1. başlığı görür görmez aklıma gelen ilk isim!

    kadın resmen kabusumuzdu. evet, anlatmaya başlıyorum ama baya uzun.

    bir akşam vakti odada arkadaşlarla takılıyoruz. kapı açıldı ve bavuluyla birlikte acayip güler yüzlü bir kadın girdi. biz de gülerek karşıladık tabi. hepimizi öptü, tanıştık vs. boş yatağı gösterdik, boş dolabı da gösterdik. tamam dedi yatağının üzerine oturdu. o oturuşla bir daha hic kalkmadı. akşam 8 gibi geldi gece 1 oldu kadın oturuş pozisyonunu hiç bozmadan, botunu, atkısını, montunu hic cıkarmadan oturdu. bak saat daha fazla geç olmadan aşağıdan yastik, yorgan, nevresim al dedik. tamam dedi ama gitmedi. gece 1 oldu, biz yatiyoruz artık ışıkları kapatacağız dedik. olur kapatın dedi. e yorganin yastigin yok dedik. olsun, sorun degil dedi. ışığı kapattık yattık. kız yatakta hala montuyla atkısıyla botlarıyla oturmaya devam ediyor. kimse bir bok anlamadı tabi. neyse karanlıktaki gölgesiyle yattık biz. sabah bir uyandık kız aynı pozisyonda oturuyor ama uyuyakalmış.
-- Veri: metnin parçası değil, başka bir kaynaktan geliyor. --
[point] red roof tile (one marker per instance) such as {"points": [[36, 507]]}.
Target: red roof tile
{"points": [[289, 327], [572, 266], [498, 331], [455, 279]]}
    bundan sonraki süre ise daha tuhaf. her gece sabaha karşı odaya tanımadığımız kişiler dalıyor, arkadaşı sabah namazı için uyandırıyor. kızların sesine hepimiz uyanıyoruz ama bizim yeni oda arkadaşı tövbe uyanmıyor. resmen kavga sebebi. sabahın 5'inde üç dört kız geliyor "abla" uyan abla uyan diye bunu dürtüyor. uyanana kadar. daha sonra öğrendik ki şimdinin fetö terör örgütü, bir zamanların hoca efendilerinin cemaat üyesiymiş ve bir süreliğine devlet yurtlarındaki kızlar için görevlendirilmiş. kendi söyledi. (yurt müdürü ve memurları bu evrede kandırılmakla meşguller)

    canımıza tak eden olay ise kadın hiç yıkanmıyordu sözlük! yok yıkanmıyor. geleli 1 ay olmuş hiç yıkanmadı. ve kokusundan öleceğiz. zaten kıç kadar odada 8 kişi kalıyoruz her şey yeterince zor. bir de kadın kıyafetleriyle uyuyor! kot etek, eteğin altında tayt, kazak, hırka, başörtüsü her şeyiyle uyuyor işte. neyse aramızda konuştuk. birimiz düzgünce, arkadaşı da kırmadan biraz daha temiz olmasını söyleyeceğiz. peki kim konuşacak. tabii ki ben... neyse aldım karşıma düzgünce anlattım, karşılıklı sorumluluktur, kişisel temizliktir,yurt şartlarıdır vs. diye. tamam dedi, çok özür dilerim dedi. havlusunu aldı (havlusu varmış biz şok), duşa gitti. tam 3 saat hiç cıkmadı. kontrole gittik yanına, kabinden hic su sesi gelmiyor. kendisi iyiyim, yıkaniyorum diyor ama hiç su sesi gelmiyor. bu işten hicbir sey anlamadık. yıkanıp yıkanmadığını da pek anlamadık. ama sonra da bir şey değismedi. yine yıkanmadı... daha doğrusu ayda bir kere yıkanıyordu. o da sanırım gusül içindir.

    bir gün de hiç unutmam vize haftası ve malum arkadaşın öğleden sonra saat 3'te vizesi var. vizeden önce biraz kore dizisi izleyeyim bari dedi ve dizi izlemeye başladı. saat 1 oldu hala izliyor, saat 2 oldu hala izliyor. bak 3'te vizen var kacıracaksın diyoruz cevap bile vermiyor. saat 3 oldu hala izliyor. aksam 5-6 oldu, bilgisayarı kapatti ve aaa akşam olmuş vize kaçtı tüh dedi. e biz seni uyardık dedik, duymadım ki dedi. neyse yaa aman gitsem de kalırdım zaten, ne güzel dizi izledim işte dedi.

    hatun resmen bir sene hepimizi trolledi. bir sonraki sene de kendisini görmedik. bu anlattıklarım yarısı bile değil. gerçekten çok tuhaf biriydi.